The narrator (Nathan Carlson) is the same as that of the Jungle Jam Gang.

===Regular characters===

====Marvy Snuffleson====
Marvin Carvey "Marvy" Snuffleson III (Adam Burton) is an elementary school student who gets carried away in a flash-flood to RazzleFlabben Island.

====Carl and Olaf====
Olaf (Nathan Carlson) and Carl (Phil Lollar) are adult RazzleFlabbenz and Marvy's two closest friends on RazzleFlabben Island.

====Katie Snuffleson====
Katie Snuffleson (Katie Herndon) is Marvy's little sister. She, too, has fallen victim to the mysterious flash-floods.

====Mr. Snuffleson====
Marvin Carvey Snuffleson II (David Buller), usually referred to as Mr. Snuffleson, is Marvy's caring father. As a child, he too was taken to RazzleFlabben Island.

====Mrs. Snuffleson====
Mrs. Snuffleson (Michelle Richards) is Marvy's mother.

====Lars====
Lars (Nathan Carlson) is often a level voice among the RazzleFlabbenz.

====Bert====
Bert (Phil Lollar) is a RazzleFlabben often found in places of authority (e.g., a judge, a conductor, etc.).

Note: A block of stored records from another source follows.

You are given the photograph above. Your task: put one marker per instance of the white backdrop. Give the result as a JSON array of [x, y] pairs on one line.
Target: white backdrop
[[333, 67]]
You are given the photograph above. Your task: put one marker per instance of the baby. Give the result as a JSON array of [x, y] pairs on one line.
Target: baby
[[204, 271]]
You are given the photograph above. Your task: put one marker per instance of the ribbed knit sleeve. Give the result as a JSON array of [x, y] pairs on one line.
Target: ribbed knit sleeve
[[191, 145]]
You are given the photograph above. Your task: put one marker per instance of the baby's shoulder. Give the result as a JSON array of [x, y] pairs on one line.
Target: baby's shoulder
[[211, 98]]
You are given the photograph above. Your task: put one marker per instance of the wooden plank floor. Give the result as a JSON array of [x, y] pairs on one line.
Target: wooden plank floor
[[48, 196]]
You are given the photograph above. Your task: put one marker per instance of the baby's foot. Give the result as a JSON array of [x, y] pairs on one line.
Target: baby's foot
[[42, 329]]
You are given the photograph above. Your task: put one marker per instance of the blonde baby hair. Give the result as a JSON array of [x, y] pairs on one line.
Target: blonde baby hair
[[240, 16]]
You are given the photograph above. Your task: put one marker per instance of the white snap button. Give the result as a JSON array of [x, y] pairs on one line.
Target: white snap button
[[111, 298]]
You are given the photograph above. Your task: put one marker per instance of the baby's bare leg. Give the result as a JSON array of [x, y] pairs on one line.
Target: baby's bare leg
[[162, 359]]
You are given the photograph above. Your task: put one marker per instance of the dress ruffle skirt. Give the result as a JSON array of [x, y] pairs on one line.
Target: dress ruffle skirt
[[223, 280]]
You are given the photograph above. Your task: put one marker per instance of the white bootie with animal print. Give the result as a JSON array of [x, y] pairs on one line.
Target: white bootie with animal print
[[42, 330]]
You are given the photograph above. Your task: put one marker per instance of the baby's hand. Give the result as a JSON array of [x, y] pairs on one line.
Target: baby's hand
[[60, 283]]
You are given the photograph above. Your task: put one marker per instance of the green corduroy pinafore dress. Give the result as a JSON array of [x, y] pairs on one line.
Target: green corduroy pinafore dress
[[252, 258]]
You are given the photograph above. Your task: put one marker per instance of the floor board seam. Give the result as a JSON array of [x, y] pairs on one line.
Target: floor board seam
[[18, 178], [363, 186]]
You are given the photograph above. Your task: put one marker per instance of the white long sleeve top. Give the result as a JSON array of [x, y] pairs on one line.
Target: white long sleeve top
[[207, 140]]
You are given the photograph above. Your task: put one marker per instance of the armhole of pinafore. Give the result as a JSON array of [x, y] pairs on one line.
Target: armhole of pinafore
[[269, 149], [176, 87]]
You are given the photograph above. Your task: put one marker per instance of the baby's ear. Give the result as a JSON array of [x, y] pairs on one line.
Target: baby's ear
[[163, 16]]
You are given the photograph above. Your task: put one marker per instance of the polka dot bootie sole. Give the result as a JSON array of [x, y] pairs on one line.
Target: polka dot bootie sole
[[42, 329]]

===Other recurring characters===

====Ingmar Flabben====
Ingmar RazzleFlabben (Phil Lollar), né Flabben, was the leader of the Flabbenz until he made his love for Ingrid public and joined the two peoples together.

====Ingrid Razzle====
Ingrid RazzleFlabben (Maureen Davis), née Razzle, was the leader of the Razzles until her marriage to Ingmar.

====Sven Ingersoll====
Sven Ingersoll is a magical, shape-shifting RazzleFlabben and is also the first RazzleFlabben Marvy meets.

====Merl====
Merl is the second RazzleFlabben to meet Marvy.

====Bjørn====
Bjørn (Nathan Carlson), also referred to as the Disobedient SmivenBiven, is a SmivenBiven held prisoner on RazzleFlabben Island.

=== Species ===

==== RazzleFlabbenz ====
Originally two peoples, the Razzles and the Flabbenz, they united after Mr. Snuffleson helped work out their centuries-old dispute. Though humanoid, they are exceptionally tall and covered in brightly colored fur. They highly prize eggplant parmigiana.

====SmivenBivenz====
The SmivenBivenz are a race of large, hairy, bad-tempered humanoid monsters with tails who live on the neighboring SmivenBiven Island.

- Bjørn (see above)
- Snork (Nathan Carlson) steals the valuable portraits of Ingmar and Ingrid RazzleFlabben and frames Marvy.
- a group of man-eating SmivenBivenz capture Katie.

====Other species====
- The side-winding furbellies are a race of malevolent cowboy creatures with furry bellies. Three, Larango (Phil Lollar), Durango (Nathan Carlson), and Hives (Nathan Carlson), attempt to overthrow RazzleFlabben Island and enslave the RazzleFlabbenz.
- The whistling furchettas are a race of small, simple-minded, good-natured, and sweet creatures who live homy lives on RazzleFlabben Island.
- The Rockport falcon is a giant, man- and furchetta-eating falcon.